Oorsprong van het virus
Het westnijlvirus komt oorspronkelijk uit Afrika en werd voor het eerst ontdekt in Oeganda in 1937. In de loop der jaren heeft het virus zich verder verspreid over grote delen van de wereld. Sinds het begin van de 21e eeuw komen uitbraken steeds vaker voor. Het virus heeft zich gevestigd in grote delen van Oost-Europa en landen als Spanje, Franrijk, Italië en Griekenland. Het komt ook voor in grote delen van Amerika.
Westnijlvirus in Nederland
In 2020 hebben onderzoekers hebben voor het eerst een besmette vogel in de Nederlandse provincie Utrecht aangetroffen.
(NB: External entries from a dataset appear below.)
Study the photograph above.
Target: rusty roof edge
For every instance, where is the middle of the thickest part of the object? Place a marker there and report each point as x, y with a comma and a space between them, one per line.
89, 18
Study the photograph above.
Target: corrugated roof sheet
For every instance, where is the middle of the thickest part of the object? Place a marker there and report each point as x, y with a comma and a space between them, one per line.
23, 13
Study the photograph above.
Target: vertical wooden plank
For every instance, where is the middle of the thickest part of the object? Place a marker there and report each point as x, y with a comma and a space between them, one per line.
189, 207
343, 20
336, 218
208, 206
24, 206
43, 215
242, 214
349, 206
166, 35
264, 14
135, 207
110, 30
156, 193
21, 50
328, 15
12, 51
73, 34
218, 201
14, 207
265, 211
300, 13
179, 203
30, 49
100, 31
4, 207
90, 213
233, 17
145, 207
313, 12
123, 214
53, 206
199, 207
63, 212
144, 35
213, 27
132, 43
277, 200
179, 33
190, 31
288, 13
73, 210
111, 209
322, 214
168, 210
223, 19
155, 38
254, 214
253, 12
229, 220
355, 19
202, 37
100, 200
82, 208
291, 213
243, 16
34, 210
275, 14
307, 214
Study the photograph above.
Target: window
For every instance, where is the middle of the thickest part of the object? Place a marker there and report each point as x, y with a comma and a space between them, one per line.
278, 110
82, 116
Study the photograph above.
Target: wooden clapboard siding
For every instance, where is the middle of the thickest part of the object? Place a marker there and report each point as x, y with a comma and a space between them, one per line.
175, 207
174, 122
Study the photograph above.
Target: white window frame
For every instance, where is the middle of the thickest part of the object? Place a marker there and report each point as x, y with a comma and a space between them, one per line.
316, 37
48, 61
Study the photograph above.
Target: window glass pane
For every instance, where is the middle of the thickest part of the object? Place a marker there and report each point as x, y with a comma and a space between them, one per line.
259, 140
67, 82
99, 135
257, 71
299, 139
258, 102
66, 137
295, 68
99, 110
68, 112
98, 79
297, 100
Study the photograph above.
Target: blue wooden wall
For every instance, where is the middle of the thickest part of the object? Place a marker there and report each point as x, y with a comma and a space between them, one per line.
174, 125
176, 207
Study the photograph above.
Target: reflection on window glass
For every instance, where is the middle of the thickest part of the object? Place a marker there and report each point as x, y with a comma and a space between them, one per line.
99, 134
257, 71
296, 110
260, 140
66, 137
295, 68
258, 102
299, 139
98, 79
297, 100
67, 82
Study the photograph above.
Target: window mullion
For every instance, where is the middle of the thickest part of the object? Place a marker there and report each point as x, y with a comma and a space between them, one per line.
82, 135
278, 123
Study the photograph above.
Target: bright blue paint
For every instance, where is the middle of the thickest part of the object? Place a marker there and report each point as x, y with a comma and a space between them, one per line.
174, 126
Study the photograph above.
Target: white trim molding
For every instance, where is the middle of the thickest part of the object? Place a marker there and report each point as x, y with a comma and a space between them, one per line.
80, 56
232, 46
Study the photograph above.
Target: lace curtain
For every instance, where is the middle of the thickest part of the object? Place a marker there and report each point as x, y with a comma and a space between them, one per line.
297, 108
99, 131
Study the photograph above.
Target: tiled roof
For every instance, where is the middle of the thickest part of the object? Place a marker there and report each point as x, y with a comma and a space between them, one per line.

Dit meldde het RIVM* op woensdag 16 september 2020. Hetzelfde vogeltje, een grasmus, werd in het voorjaar ook al getest en was destijds nog niet besmet met het virus. Dat betekent dat het vogeltje in Nederland besmet is geraakt.
Vier weken later, 15 oktober 2020, werd het het westnijlvirus wederom in Nederland vastgesteld. Dit keer was een man besmet geraakt met het virus, aldus het RIVM. De man was recent niet in het buitenland geweest en hij was daarmee de eerste persoon die de ziekte heeft opgelopen in Nederland. Er zijn wel Nederlanders die het westnijlvirus eerder in het buitenland hebben opgelopen. De man is waarschijnlijk besmet geraakt door de beet van een mug.
* Bron: www.rivm.nl
Besmetting en preventie Westnijlziekte
Westnijlvirus komt vooral voor in de mediterrane regio’s, Zuid- en Oost-Europa, West-Azië, Noord-Amerika en Zuid-Afrika. Het virus verspreidt zich echter steeds verder over de wereld. De laatste jaren komen er in grotere mate uitbraken van Westnijlvirus voor.
Het is belangrijk om overdag en in de vroege avond zorgvuldig muggenwerende maatregelen te nemen in gebieden waar het westnijlvirus voorkomt.
- Draag bedekkende kleding (lange mouwen, lange broek).
- Smeer onbedekte huid in met een Anti-Insect met DEET of Citriodiol.
- Plaats horren op ramen en deuren.
- Slaap altijd onder een (geïmpregneerde) klamboe of in een muggenvrije ruimte.
Reizigers vormen een risicogroep voor het oplopen van een westnijlvirusinfectie. Zij worden geadviseerd vóór vertrek advies over de voorgenomen reis te vragen bij een reizigerskliniek of bij een behandelend arts. Meer informatie over ziekten op reis staat op de website van het Landelijk Coördinatiecentrum Reizigersadvisering.